The ERNWACA Outreach Journal, highlights research and experiences in improving the quality of education in West and Central Africa.
The Educational Research Network for West and Central Africa (ERNWACA) was founded in 1989 to promote educational research in its 16 member countries. The Network leads research projects, offers training opportunities, and hosts international forums on educational research. Now, with the addition of an outreach journal, the Network is further advancing educational research in the region by disseminating brief research articles written in plain language that are accessible to the public.
With contributions from seven countries—Benin, Cameroon, Gabon, Ivory Coast, Mali, Morocco, and Togo—the journal gives a sense of the conditions and preoccupations of the education systems in a wide swath of the region. Reflecting these regional concerns, as well as the current international education goals, the first issue of the journal focuses on improving educational quality.
The linkage between teacher training and quality education is explored in a number of articles. Said Abouhanifa, of the Centre Régional des Métiers de l’Education et de la Formation in Morocco, presents findings from a small study on mathematics teacher candidates engaged in teaching practice. Most interestingly, the research methods employed in the study encouraged aspiring teachers to develop a reflective action research orientation by teaching them to systematically observe and evaluate each other’s teaching.

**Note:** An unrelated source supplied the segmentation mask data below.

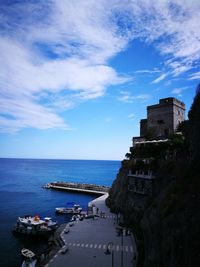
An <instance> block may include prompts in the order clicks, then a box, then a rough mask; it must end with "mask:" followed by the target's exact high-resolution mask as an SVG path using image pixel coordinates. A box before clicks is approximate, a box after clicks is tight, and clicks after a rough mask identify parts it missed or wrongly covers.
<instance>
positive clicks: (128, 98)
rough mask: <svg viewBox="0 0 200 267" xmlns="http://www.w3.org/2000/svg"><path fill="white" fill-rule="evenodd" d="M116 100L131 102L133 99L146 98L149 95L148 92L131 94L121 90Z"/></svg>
mask: <svg viewBox="0 0 200 267" xmlns="http://www.w3.org/2000/svg"><path fill="white" fill-rule="evenodd" d="M120 94H121V95H120V96H119V97H118V100H119V101H121V102H125V103H133V102H134V101H135V100H138V99H139V100H146V99H148V98H149V97H150V95H148V94H141V95H131V93H130V92H128V91H121V92H120Z"/></svg>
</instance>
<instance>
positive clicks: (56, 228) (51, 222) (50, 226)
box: [43, 217, 58, 230]
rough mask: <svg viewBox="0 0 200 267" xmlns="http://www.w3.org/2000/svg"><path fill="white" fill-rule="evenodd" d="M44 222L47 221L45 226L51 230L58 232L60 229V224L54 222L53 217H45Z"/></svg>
mask: <svg viewBox="0 0 200 267" xmlns="http://www.w3.org/2000/svg"><path fill="white" fill-rule="evenodd" d="M43 220H44V221H45V223H44V224H45V225H47V226H48V227H50V228H51V229H55V230H56V229H57V228H58V223H57V222H54V221H53V220H52V218H51V217H44V219H43Z"/></svg>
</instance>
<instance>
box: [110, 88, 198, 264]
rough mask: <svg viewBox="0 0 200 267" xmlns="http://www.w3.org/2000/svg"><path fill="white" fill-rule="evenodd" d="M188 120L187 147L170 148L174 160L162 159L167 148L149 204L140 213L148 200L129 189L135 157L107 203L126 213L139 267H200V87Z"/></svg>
mask: <svg viewBox="0 0 200 267" xmlns="http://www.w3.org/2000/svg"><path fill="white" fill-rule="evenodd" d="M188 117H189V121H188V122H185V123H184V124H183V125H182V132H183V133H184V142H183V143H181V144H180V142H176V145H174V146H171V147H172V148H171V152H172V151H174V152H173V157H171V158H169V157H168V158H167V159H166V157H164V156H161V155H162V154H163V155H165V153H166V148H165V149H164V148H162V149H163V151H162V150H161V151H160V152H161V154H159V155H158V157H157V163H158V162H159V164H157V166H156V176H157V178H158V181H159V186H158V188H159V190H158V191H157V193H156V194H154V195H152V196H148V197H147V198H146V199H145V205H143V207H142V208H141V207H139V206H138V205H137V203H138V202H140V201H144V198H141V199H138V196H136V194H135V193H133V192H131V191H129V190H128V183H129V182H128V175H127V174H128V172H129V170H130V169H131V168H134V166H135V165H134V164H135V163H134V160H133V159H134V156H135V155H132V157H130V159H128V160H124V161H123V162H122V166H121V169H120V171H119V174H118V176H117V178H116V180H115V181H114V183H113V185H112V188H111V189H110V193H109V198H108V200H107V204H108V205H109V206H110V207H111V209H112V210H113V211H115V212H120V213H121V214H123V218H124V222H123V223H124V224H126V225H128V226H129V227H131V228H132V229H133V232H135V235H136V239H137V240H136V241H137V244H138V249H139V257H138V266H144V267H191V266H192V267H193V266H200V250H199V249H200V238H199V237H200V227H199V225H200V209H199V207H200V194H199V192H200V134H199V133H200V86H199V87H198V88H197V93H196V96H195V98H194V102H193V104H192V106H191V109H190V112H189V114H188ZM173 140H174V139H173ZM173 140H171V141H173ZM170 144H171V145H172V142H171V143H170ZM167 151H168V153H169V148H167Z"/></svg>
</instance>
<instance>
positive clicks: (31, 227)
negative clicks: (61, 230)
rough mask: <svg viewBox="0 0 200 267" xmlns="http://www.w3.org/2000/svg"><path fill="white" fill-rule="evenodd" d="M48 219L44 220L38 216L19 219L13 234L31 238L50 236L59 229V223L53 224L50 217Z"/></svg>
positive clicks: (52, 222)
mask: <svg viewBox="0 0 200 267" xmlns="http://www.w3.org/2000/svg"><path fill="white" fill-rule="evenodd" d="M46 219H48V220H42V219H40V217H39V216H38V215H36V216H34V217H31V216H29V215H26V216H25V217H18V220H17V224H15V225H14V227H13V232H14V233H19V234H24V235H30V236H49V235H51V234H52V233H53V232H54V231H55V229H56V228H57V223H56V222H53V221H52V220H51V218H50V217H46Z"/></svg>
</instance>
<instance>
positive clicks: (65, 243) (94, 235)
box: [41, 194, 137, 267]
mask: <svg viewBox="0 0 200 267" xmlns="http://www.w3.org/2000/svg"><path fill="white" fill-rule="evenodd" d="M107 196H108V195H107V194H105V195H103V196H101V197H98V198H96V199H94V200H93V201H91V202H90V203H89V206H93V207H94V208H93V210H94V212H95V214H96V215H97V216H95V217H94V218H90V219H84V220H83V221H75V222H73V225H72V226H69V224H65V227H63V229H62V231H61V238H62V240H63V247H62V248H59V249H58V250H57V251H56V253H55V251H54V253H52V254H50V255H49V259H48V262H47V263H46V262H45V264H43V265H41V266H44V267H64V266H66V264H67V266H68V267H72V266H73V267H74V266H91V267H92V266H96V267H98V266H99V267H100V266H115V267H118V266H119V267H122V266H126V267H129V266H131V267H134V266H136V265H135V262H136V259H135V256H136V253H137V252H136V245H135V241H134V238H133V236H132V235H131V234H130V233H129V234H127V231H125V229H124V231H121V234H120V235H119V234H118V232H117V228H118V225H117V216H116V214H113V213H111V212H110V210H109V209H108V208H107V206H106V205H105V199H106V198H107ZM97 211H98V213H97ZM67 229H69V232H67V233H66V230H67Z"/></svg>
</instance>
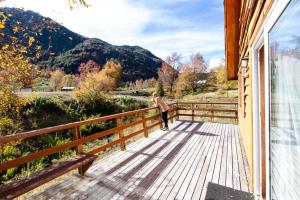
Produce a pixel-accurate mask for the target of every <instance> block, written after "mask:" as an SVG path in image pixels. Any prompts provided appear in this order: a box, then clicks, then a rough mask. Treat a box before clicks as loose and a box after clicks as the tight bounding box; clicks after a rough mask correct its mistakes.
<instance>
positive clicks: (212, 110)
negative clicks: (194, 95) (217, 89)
mask: <svg viewBox="0 0 300 200" xmlns="http://www.w3.org/2000/svg"><path fill="white" fill-rule="evenodd" d="M210 114H211V118H210V121H211V122H214V111H213V103H211V104H210Z"/></svg>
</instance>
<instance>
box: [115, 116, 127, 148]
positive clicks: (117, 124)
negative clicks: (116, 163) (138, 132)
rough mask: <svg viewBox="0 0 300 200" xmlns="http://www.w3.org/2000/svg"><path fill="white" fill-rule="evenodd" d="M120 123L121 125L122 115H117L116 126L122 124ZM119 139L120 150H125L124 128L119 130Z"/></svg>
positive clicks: (122, 123) (119, 125) (122, 124)
mask: <svg viewBox="0 0 300 200" xmlns="http://www.w3.org/2000/svg"><path fill="white" fill-rule="evenodd" d="M122 125H123V121H122V117H118V118H117V127H119V126H122ZM119 139H121V142H120V148H121V151H125V150H126V145H125V141H124V130H120V131H119Z"/></svg>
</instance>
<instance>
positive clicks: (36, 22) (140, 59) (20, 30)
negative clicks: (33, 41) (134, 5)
mask: <svg viewBox="0 0 300 200" xmlns="http://www.w3.org/2000/svg"><path fill="white" fill-rule="evenodd" d="M0 12H3V13H4V14H5V15H6V16H8V17H7V20H6V23H5V28H4V29H0V33H1V32H3V33H4V34H3V35H4V39H3V40H2V42H1V41H0V45H1V46H2V45H4V44H5V43H9V37H8V36H14V37H16V38H17V39H18V40H19V41H20V43H22V44H23V45H27V44H28V37H34V38H35V47H37V46H39V47H40V51H41V57H40V59H39V60H36V62H35V64H37V65H39V66H41V67H42V68H60V69H62V70H64V71H65V72H66V73H69V74H76V73H78V67H79V65H80V64H81V63H84V62H87V61H88V60H93V61H95V62H96V63H97V64H98V65H100V66H101V67H102V66H103V65H104V64H105V63H106V61H108V60H110V59H116V60H118V61H119V62H120V63H121V65H122V66H123V73H122V80H123V81H135V80H137V79H147V78H152V77H155V78H157V69H158V68H159V67H160V66H161V64H162V62H163V60H162V59H160V58H159V57H157V56H155V55H154V54H153V53H151V52H150V51H149V50H147V49H144V48H142V47H140V46H129V45H122V46H118V45H112V44H110V43H108V42H105V41H103V40H101V39H98V38H88V37H85V36H82V35H80V34H78V33H75V32H73V31H71V30H69V29H68V28H66V27H64V26H62V25H61V24H59V23H57V22H55V21H54V20H52V19H51V18H48V17H43V16H41V15H40V14H38V13H36V12H34V11H24V10H23V9H19V8H0ZM15 27H20V28H19V30H18V31H17V32H14V28H15ZM24 35H26V36H24ZM36 53H37V51H36V48H31V49H30V51H29V54H30V55H31V56H34V55H35V54H36Z"/></svg>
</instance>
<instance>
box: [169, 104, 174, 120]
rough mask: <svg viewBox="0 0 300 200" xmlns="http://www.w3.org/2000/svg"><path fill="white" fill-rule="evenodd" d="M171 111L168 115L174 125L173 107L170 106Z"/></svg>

Akimou Tchagnaou and Bahama Baoutou, of the Institut National des Sciences de l’Education, Université de Lomé in Togo, investigate the hypothesis that teachers with the appropriate pedagogical qualifications offer better quality instruction than their untrained counterparts, finding a particularly significant difference in the frequency of use of formative assessments to gauge student comprehension.

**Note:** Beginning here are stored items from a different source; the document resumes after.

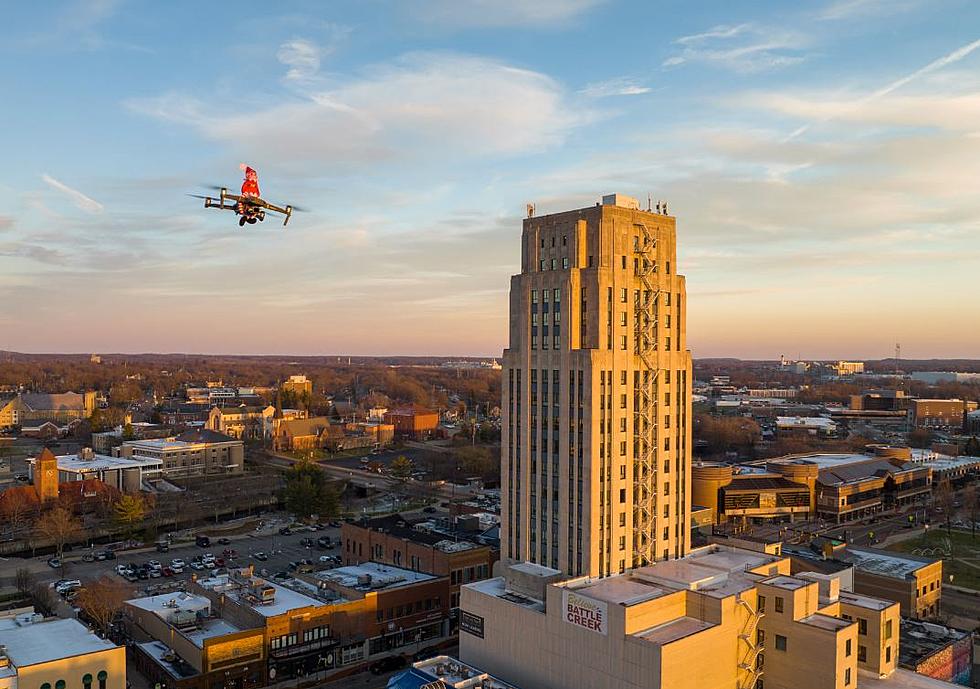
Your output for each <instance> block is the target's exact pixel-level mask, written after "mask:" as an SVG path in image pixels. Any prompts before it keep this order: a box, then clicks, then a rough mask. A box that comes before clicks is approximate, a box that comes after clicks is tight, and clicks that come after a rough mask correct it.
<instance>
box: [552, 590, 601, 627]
mask: <svg viewBox="0 0 980 689" xmlns="http://www.w3.org/2000/svg"><path fill="white" fill-rule="evenodd" d="M562 603H563V605H562V607H563V612H564V615H565V621H566V622H568V623H569V624H574V625H576V626H578V627H582V628H583V629H588V630H589V631H590V632H596V633H598V634H603V635H605V634H606V632H607V629H606V622H607V619H606V604H605V603H603V602H602V601H598V600H594V599H592V598H586V597H585V596H580V595H579V594H577V593H575V592H574V591H569V590H568V589H565V590H564V591H562Z"/></svg>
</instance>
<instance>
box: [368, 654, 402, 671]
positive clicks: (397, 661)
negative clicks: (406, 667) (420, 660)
mask: <svg viewBox="0 0 980 689" xmlns="http://www.w3.org/2000/svg"><path fill="white" fill-rule="evenodd" d="M407 664H408V663H407V662H406V660H405V657H404V656H385V657H384V658H379V659H378V660H376V661H374V662H373V663H371V666H370V668H369V669H370V670H371V674H373V675H383V674H384V673H386V672H391V671H392V670H401V669H402V668H403V667H405V665H407Z"/></svg>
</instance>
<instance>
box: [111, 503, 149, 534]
mask: <svg viewBox="0 0 980 689" xmlns="http://www.w3.org/2000/svg"><path fill="white" fill-rule="evenodd" d="M146 512H147V509H146V501H145V500H144V499H143V496H141V495H139V494H138V493H127V494H125V495H123V496H121V497H120V498H119V499H118V500H116V502H115V504H114V505H113V506H112V515H113V519H114V520H115V522H116V523H117V524H118V525H119V526H121V527H123V530H124V531H125V532H126V536H127V537H131V536H132V535H133V534H134V533H136V531H137V530H138V529H139V527H140V526H141V525H142V524H143V521H144V520H145V519H146Z"/></svg>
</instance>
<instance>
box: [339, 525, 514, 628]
mask: <svg viewBox="0 0 980 689" xmlns="http://www.w3.org/2000/svg"><path fill="white" fill-rule="evenodd" d="M340 542H341V548H342V552H341V557H343V560H344V564H345V565H353V564H357V563H360V562H365V561H368V560H370V561H373V562H381V563H384V564H388V565H394V566H396V567H407V568H408V569H411V570H414V571H418V572H425V573H426V574H433V575H436V576H441V577H449V607H450V608H451V609H455V608H458V607H459V587H460V585H461V584H468V583H470V582H473V581H480V580H481V579H487V578H489V577H490V574H491V572H492V570H493V563H494V562H496V561H497V559H498V558H499V557H500V553H499V552H498V551H496V550H494V549H493V548H491V547H490V546H485V545H479V544H476V543H472V542H470V541H466V540H455V539H453V538H450V537H447V536H446V535H445V534H440V533H430V532H427V531H419V530H418V529H415V528H413V527H412V526H411V525H410V524H409V523H408V522H407V521H405V519H403V518H402V516H401V515H397V514H395V515H390V516H386V517H377V518H375V519H362V520H361V521H359V522H345V523H344V524H343V526H342V527H341V530H340Z"/></svg>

Bi Sehi Antoine Mian, a student researcher at the Ecole Normale Supérieure of Abidjan, discusses the use of information and communications technologies (ICT) in Ivory Coast’s distance training system for teachers. Faced with limited internet access, methods such as distributing USB drives pre-loaded with educational materials and communications via text message (SMS) are being used. It is clear that teachers will have difficulty supporting the development of students’ digital literacy when their own training is still limited by such constraints.

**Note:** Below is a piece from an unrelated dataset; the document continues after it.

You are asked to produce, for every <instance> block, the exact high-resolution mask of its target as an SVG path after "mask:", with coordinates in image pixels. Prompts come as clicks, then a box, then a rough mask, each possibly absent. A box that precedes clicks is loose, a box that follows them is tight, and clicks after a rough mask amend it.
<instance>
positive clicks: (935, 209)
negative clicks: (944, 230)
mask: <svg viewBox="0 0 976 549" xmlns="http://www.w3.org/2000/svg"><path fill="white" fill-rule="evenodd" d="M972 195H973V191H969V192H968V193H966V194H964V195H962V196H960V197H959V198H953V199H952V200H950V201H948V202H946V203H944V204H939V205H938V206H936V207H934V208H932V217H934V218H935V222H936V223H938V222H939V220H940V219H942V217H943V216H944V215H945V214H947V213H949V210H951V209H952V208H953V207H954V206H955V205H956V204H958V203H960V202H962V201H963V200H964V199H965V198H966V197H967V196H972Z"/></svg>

On the topic of learning outcomes, Armelle Oga and Bio Goura Soule, of the Laboratoire d’Analyse Régionale et d’Expertise Sociale in Benin, discuss a study contrasting results on two measures of student achievement: the department examinations leading to a secondary education diploma, and a national assessment of French and mathematics.
Bourema Konate, of the Université des Lettres et des Sciences Humaines de Bamako, identifies weaknesses in the assessment practices of teachers in Mali, arguing that the country needs a dedicated national assessment policy and greater emphasis in pre-service teacher training on how to evaluate learning outcomes.
Other issues investigated in the journal include the impact of a new classification system for university degrees on the quality of teacher training in Gabon, strategies employed by Francophone teachers in Cameroon for delivering instruction in English, and challenges encountered integrating religious institutions into the official national education system in Ivory Coast.
The strengths of the ERNWACA Outreach Journal are reflected in the diversity of researchers, institutions, and countries represented, and in the accessible language and format of the research briefs. With further efforts to develop the journal and solicit contributions from throughout the region, we hope that it will become a venue for disseminating even more ambitious studies of education quality in the future.